>> Maybe we should just bite the bullet and change the WAL format for >> heap_freeze (inventing an all-new record type, not repurposing the old >> one, and allowing WAL replay to continue to accept the old one). The >> implication for users would be that they'd have to update slave servers >> before the master when installing the update; which is unpleasant, but >> better than living with a known data corruption case.
> Agreed. It may suck, but it sucks less.
> How badly will it break if they do the upgrade in the wrong order though. > Will the slaves just stop (I assume this?) or is there a risk of a > wrong-order upgrade causing extra breakage?
I assume what would happen is the slave would PANIC upon seeing a WAL record code it didn't recognize. Installing the updated version should allow it to resume functioning. Would be good to test this, but if it doesn't work like that, that'd be another bug to fix IMO. We've always foreseen the possible need to do something like this, so it ought to work reasonably cleanly.

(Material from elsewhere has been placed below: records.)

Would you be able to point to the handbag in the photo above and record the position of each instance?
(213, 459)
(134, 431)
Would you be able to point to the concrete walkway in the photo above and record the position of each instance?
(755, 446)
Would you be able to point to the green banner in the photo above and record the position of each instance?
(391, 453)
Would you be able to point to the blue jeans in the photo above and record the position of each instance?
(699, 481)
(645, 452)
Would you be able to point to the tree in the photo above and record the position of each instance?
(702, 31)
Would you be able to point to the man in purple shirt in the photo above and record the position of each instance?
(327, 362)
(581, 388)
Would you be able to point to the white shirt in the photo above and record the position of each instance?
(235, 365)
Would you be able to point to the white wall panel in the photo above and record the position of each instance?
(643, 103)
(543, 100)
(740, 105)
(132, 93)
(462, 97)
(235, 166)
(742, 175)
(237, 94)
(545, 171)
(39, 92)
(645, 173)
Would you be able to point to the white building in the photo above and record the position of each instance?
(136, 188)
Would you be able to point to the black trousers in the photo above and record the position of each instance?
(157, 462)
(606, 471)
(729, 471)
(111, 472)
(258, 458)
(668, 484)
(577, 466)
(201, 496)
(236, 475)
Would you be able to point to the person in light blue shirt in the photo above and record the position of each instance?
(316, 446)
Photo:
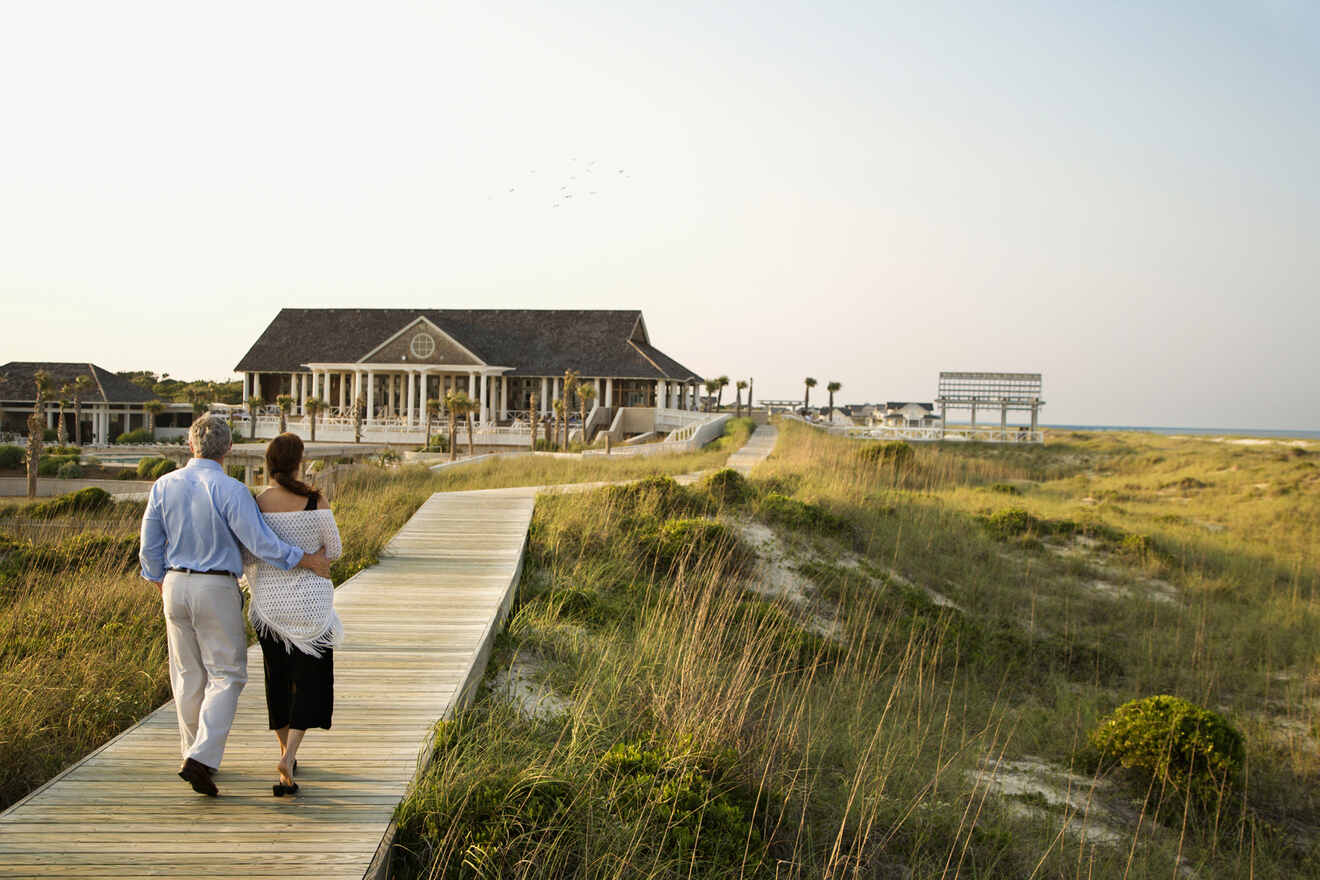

I wonder if we should for the future have the START_REPLICATION command (or the IDENTIFY_SYSTEM would probably make more sense - or even adding a new command like IDENTIFY_CLIENT. The point is, something in the replication protocol) have walreceiver include it's version sent to the master. That way we could have the walsender identify a walreceiver that's too old and disconnect it right away - with a much nicer error message than a PANIC. Right now, walreceiver knows the version of the walsender (through pqserverversion), but AFAICT there is no way for the walsender to know which version of the receiver is connected.